- #How do you load a game on sinclair zx spectrum manual
- #How do you load a game on sinclair zx spectrum tv
I owned a Commodore 64 but my cooler friends had Spectrums. The Darling Brothers, the Oliver Twins, Matthew Smith … they were the technological equivalent of the bedroom indie pop stars of the era, and the Spectrum was their secondhand Telecaster, their Roland 808 drum machine. Games such as Jet Set Willy and Skool Daze were slightly anarchic, miniature alternative comedy sitcoms.They drew on what it meant to be an adolescent in the 80s, with its recession and unrest. This appealed to the kids making games at the time kids brought up on Monty Python and Pink Floyd, punk and The Young Ones.

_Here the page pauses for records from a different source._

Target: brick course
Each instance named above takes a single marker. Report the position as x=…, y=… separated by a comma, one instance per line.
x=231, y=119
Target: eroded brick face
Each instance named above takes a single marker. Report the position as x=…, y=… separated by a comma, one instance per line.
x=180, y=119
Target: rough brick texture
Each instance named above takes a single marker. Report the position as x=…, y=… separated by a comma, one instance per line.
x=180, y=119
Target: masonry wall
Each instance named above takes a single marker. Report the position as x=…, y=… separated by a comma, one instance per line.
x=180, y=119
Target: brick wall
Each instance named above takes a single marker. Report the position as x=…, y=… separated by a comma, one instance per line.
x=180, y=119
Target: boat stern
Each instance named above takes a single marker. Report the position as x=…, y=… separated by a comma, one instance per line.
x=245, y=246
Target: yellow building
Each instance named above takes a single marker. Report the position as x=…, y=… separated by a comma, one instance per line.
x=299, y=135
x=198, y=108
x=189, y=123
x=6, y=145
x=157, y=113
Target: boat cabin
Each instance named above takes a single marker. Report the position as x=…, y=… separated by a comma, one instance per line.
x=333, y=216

They looked weird and offbeat and sketchy. But just like in other areas of culture, what looks like a technical failing actually became a signature aesthetic element of the games. It had a unique way of storing sprites (or moving characters) to be more memory efficient, but the process meant that colours would often leak between objects on screen – a phenomenon known as attribute clash.
There was something slightly strange about this computer. Again, it was more affordable than the competition – the BBC Micro, Commodore VIC-20 or Apple II – so teenagers could be given them for Christmas, and could begin making their own games on the rubbery keyboard. When the ZX Spectrum arrived a year later, with its colour visuals and tinny audio, it was truly the beginning of the British games industry. A lot of money for my family at the time, but not too much.Ī revelation … the Spectrum’s predecessor, the Sinclair ZX81. The ZX81, you could buy in Boots or WH Smiths or from the Argos catalogue, and it was all there for you. The hobbyist computer market, which introduced the likes of Bill Gates and Steve Wozniak to programming, was not as well-developed in this country and required some engineering expertise – you built computers such as the Altair 8800 yourself. It was a revelation.įor families all over Britain, Clive Sinclair – who has died aged 81 – brought computers home.

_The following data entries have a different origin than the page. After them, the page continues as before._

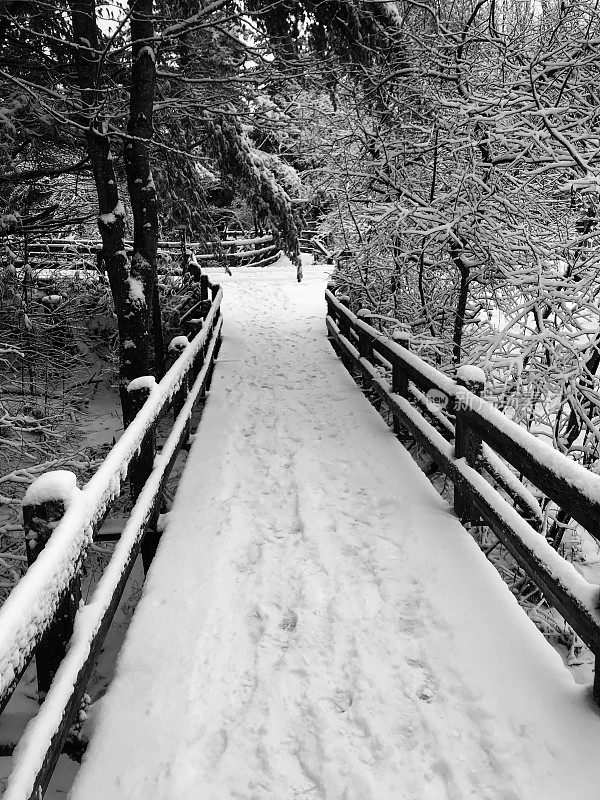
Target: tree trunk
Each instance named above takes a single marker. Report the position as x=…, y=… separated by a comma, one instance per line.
x=142, y=191
x=129, y=289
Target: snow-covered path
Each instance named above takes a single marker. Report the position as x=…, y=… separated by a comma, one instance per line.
x=317, y=624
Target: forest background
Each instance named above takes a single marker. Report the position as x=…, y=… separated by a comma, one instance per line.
x=447, y=151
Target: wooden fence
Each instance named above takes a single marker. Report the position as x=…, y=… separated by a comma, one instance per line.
x=474, y=441
x=256, y=251
x=42, y=614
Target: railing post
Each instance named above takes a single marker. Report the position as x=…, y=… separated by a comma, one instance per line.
x=142, y=464
x=183, y=245
x=44, y=504
x=467, y=443
x=343, y=322
x=365, y=345
x=596, y=688
x=399, y=375
x=176, y=348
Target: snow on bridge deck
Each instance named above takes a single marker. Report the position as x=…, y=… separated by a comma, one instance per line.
x=317, y=624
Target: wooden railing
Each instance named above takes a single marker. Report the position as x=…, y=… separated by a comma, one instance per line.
x=481, y=442
x=256, y=251
x=42, y=614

#How do you load a game on sinclair zx spectrum tv
There was something on the TV that we’d made, and that we could interact with. I can’t even begin to describe how exciting that was. The result was a game in which you had to input coordinates to throw a ball into a waste-paper basket. My whole family sat around the screen and took it in turns to type in one of the BASIC program listings from that weighty booklet.

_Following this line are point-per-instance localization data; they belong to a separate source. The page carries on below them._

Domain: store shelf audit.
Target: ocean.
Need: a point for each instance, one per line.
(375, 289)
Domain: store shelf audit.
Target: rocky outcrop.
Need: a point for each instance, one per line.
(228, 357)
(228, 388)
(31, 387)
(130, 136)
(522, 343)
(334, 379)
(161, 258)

#How do you load a game on sinclair zx spectrum manual
I remember seeing the instruction manual for the first time, with its beautiful illustration of a gigantic starship, and I understood straightaway that the thing my dad was at that moment plugging into the TV was the future. I’d seen them advertised on TV and in comics but I never imagined we’d own one we didn’t even have a video recorder. O ne day, in the bitterly cold autumn of 1981, my dad brought something home with him which he said was a sort of present for the whole family.